Hoy, los planes para reducir la presencia estadounidense se basan en la idea de que el Gobierno iraquí actual es capaz de hacer mucho más de lo que hace. Esta hipótesis está equivocada.
Hace cuatro años, el Gobierno de Estados Unidos pensó que Irak tenía armas de destrucción masiva, que sus Fuerzas Armadas eran mejores de lo que resultaron ser, que las instituciones del país eran más funcionales y fiables de lo que en realidad eran, que su economía, su industria petrolífera y sus infraestructuras estaban en relativamente buen estado. En marzo de 2003, el entonces subsecretario de Defensa Paul Wolfowitz explicó al Congreso que "nos encontramos ante un país que puede financiar su propia reconstrucción, y relativamente pronto". Su jefe, Donald Rumsfeld, añadió un mes más tarde: "No creo que haya mucha reconstrucción que hacer".
Ambos se equivocaban, por supuesto. La combinación de una dictadura despiadada y corrupta con un prolongado embargo internacional había paralizado el país y en especial su sector público.
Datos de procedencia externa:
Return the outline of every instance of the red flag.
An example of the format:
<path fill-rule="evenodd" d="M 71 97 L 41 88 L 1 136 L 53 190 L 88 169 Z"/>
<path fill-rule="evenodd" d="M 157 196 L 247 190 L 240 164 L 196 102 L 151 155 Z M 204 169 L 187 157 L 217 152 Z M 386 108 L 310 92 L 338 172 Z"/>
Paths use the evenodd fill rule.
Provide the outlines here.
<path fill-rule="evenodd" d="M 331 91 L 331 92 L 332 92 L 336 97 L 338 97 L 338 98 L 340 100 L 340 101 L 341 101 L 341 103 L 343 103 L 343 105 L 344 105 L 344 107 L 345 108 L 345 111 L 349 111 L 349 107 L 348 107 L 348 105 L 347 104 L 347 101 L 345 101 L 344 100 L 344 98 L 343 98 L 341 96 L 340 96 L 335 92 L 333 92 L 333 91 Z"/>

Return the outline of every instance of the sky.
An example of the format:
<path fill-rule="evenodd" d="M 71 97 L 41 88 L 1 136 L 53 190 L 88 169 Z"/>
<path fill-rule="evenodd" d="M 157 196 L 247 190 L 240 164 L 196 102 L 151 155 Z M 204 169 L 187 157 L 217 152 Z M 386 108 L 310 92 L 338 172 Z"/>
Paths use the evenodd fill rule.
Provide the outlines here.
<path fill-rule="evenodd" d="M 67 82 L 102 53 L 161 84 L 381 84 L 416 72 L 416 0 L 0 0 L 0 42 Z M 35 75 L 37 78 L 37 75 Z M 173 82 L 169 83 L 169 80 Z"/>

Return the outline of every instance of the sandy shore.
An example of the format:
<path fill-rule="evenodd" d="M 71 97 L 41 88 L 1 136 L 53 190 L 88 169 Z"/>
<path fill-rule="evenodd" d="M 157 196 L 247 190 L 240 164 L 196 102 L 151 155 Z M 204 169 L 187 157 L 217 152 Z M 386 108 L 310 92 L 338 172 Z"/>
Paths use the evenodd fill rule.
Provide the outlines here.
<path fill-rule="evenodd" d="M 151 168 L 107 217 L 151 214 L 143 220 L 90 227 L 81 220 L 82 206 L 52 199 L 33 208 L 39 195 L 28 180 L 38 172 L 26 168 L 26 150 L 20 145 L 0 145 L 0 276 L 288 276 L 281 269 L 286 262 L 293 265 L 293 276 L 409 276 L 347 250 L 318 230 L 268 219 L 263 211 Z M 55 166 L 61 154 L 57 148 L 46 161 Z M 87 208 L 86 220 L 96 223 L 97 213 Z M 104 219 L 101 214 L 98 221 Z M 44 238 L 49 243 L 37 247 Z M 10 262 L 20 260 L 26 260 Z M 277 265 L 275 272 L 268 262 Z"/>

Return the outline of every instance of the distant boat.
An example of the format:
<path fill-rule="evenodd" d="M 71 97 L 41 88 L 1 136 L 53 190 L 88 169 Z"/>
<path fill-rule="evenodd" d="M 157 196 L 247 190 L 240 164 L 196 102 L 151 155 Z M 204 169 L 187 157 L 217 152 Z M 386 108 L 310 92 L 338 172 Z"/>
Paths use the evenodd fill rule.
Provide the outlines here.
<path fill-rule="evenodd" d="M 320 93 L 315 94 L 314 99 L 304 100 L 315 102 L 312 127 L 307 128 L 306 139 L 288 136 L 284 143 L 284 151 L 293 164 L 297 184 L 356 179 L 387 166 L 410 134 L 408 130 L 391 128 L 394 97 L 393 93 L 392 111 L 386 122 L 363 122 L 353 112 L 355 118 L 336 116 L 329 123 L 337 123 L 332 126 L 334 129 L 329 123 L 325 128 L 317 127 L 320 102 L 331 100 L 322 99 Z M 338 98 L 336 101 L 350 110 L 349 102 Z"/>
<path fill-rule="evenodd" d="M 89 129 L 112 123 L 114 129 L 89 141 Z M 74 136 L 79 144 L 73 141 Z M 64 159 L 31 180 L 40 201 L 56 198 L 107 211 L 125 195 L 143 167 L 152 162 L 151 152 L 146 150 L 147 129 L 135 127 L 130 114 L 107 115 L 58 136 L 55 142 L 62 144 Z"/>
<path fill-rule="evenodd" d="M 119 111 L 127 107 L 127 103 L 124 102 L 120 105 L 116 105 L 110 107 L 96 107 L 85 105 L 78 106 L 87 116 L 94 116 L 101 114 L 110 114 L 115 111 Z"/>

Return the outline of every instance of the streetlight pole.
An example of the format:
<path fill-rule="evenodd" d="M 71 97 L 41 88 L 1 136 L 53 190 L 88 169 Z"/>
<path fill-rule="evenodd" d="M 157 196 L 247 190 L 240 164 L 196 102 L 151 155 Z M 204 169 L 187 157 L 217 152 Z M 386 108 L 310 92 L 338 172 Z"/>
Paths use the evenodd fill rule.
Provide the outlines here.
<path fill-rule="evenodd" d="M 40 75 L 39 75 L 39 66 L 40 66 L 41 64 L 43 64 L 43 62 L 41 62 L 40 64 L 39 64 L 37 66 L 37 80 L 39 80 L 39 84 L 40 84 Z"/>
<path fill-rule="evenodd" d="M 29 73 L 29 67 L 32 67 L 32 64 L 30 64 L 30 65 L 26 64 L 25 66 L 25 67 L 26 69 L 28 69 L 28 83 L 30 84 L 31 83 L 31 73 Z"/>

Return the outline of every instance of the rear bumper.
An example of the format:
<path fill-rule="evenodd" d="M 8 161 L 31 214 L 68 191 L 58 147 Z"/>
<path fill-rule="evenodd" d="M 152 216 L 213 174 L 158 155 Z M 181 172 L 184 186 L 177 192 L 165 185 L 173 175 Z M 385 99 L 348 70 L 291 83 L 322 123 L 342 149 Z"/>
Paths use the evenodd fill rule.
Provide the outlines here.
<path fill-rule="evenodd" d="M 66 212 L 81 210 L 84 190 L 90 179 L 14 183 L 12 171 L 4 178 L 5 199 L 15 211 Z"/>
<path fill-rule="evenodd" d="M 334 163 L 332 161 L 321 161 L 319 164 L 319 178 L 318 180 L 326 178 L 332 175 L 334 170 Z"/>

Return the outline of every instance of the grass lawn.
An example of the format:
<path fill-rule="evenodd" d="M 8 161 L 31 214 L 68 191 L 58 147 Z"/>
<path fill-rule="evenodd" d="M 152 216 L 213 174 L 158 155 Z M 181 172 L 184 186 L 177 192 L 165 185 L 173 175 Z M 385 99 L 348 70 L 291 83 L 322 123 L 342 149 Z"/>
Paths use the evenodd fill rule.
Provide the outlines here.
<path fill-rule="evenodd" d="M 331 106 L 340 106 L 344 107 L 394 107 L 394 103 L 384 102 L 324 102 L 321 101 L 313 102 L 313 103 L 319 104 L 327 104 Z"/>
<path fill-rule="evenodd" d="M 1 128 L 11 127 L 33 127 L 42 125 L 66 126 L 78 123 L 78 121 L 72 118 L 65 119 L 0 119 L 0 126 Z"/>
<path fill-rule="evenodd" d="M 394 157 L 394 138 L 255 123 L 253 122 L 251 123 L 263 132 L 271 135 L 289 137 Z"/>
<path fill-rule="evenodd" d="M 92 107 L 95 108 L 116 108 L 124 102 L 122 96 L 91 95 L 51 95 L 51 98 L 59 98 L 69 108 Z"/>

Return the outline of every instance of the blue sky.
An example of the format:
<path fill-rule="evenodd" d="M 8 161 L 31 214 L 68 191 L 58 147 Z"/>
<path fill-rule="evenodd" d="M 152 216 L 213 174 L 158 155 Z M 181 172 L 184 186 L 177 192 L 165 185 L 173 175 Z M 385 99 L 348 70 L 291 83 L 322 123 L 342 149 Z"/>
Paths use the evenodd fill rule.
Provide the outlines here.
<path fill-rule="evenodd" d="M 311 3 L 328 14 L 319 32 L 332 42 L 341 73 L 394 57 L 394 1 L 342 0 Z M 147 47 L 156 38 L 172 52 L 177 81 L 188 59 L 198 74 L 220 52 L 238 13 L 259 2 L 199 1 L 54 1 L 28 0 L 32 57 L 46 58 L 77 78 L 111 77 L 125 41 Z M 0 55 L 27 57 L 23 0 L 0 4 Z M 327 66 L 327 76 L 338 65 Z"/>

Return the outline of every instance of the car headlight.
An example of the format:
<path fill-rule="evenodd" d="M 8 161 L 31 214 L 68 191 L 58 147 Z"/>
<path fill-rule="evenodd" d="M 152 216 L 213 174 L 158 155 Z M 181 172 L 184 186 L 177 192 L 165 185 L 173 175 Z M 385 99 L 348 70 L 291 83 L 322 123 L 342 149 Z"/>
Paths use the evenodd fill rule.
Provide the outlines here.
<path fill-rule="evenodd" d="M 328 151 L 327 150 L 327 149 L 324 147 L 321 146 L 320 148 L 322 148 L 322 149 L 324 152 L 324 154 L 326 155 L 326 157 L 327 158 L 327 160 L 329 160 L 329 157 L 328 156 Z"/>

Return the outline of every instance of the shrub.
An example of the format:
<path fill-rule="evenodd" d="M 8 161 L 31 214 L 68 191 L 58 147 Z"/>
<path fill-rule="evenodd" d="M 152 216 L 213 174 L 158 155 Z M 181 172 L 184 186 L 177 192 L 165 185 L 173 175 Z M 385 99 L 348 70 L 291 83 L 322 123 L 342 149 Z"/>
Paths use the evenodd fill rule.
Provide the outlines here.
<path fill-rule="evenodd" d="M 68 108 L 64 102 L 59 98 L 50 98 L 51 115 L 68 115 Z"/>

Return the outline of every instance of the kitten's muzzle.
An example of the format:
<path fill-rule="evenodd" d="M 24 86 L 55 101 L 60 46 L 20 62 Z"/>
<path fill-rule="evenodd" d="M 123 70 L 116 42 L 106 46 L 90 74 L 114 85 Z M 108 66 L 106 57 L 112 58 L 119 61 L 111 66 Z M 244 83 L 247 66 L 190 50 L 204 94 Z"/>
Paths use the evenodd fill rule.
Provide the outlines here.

Pese a ello, la idea de que el Gobierno iraquí está más capacitado de lo que se ha visto hasta ahora sigue estando implícita en las propuestas actuales sobre la política estadounidense respecto a Irak. Muchas de esas propuestas se basan en la esperanza de que "el ejército iraquí dará un paso al frente cuando las tropas estadounidenses se retiren", los iraquíes "se esforzarán", "se organizarán", "se armarán de voluntad política", y así sucesivamente. Se ha vuelto habitual suponer que el Gobierno iraquí dispone de los medios y las instituciones para llevar a cabo unas tareas políticas, económicas y militares enormemente complejas, el tipo de tareas que los países más subdesarrollados no hacen bien ni cuando no tienen que superar los problemas actuales y la desoladora historia de Irak.
En estos cuatro años hemos sabido que detrás de los palacios dorados y los desfiles militares de Sadam se encontraba un Estado en situación desastrosa. Desde luego, estos cuatro años lo han destruido aún más. Los que exigen que actúe el Gobierno de Irak se olvidan, muchas veces, de que están dirigiéndose a algo que es prácticamente un caparazón vacío.
Sobrestimar la capacidad del Gobierno de Estados Unidos.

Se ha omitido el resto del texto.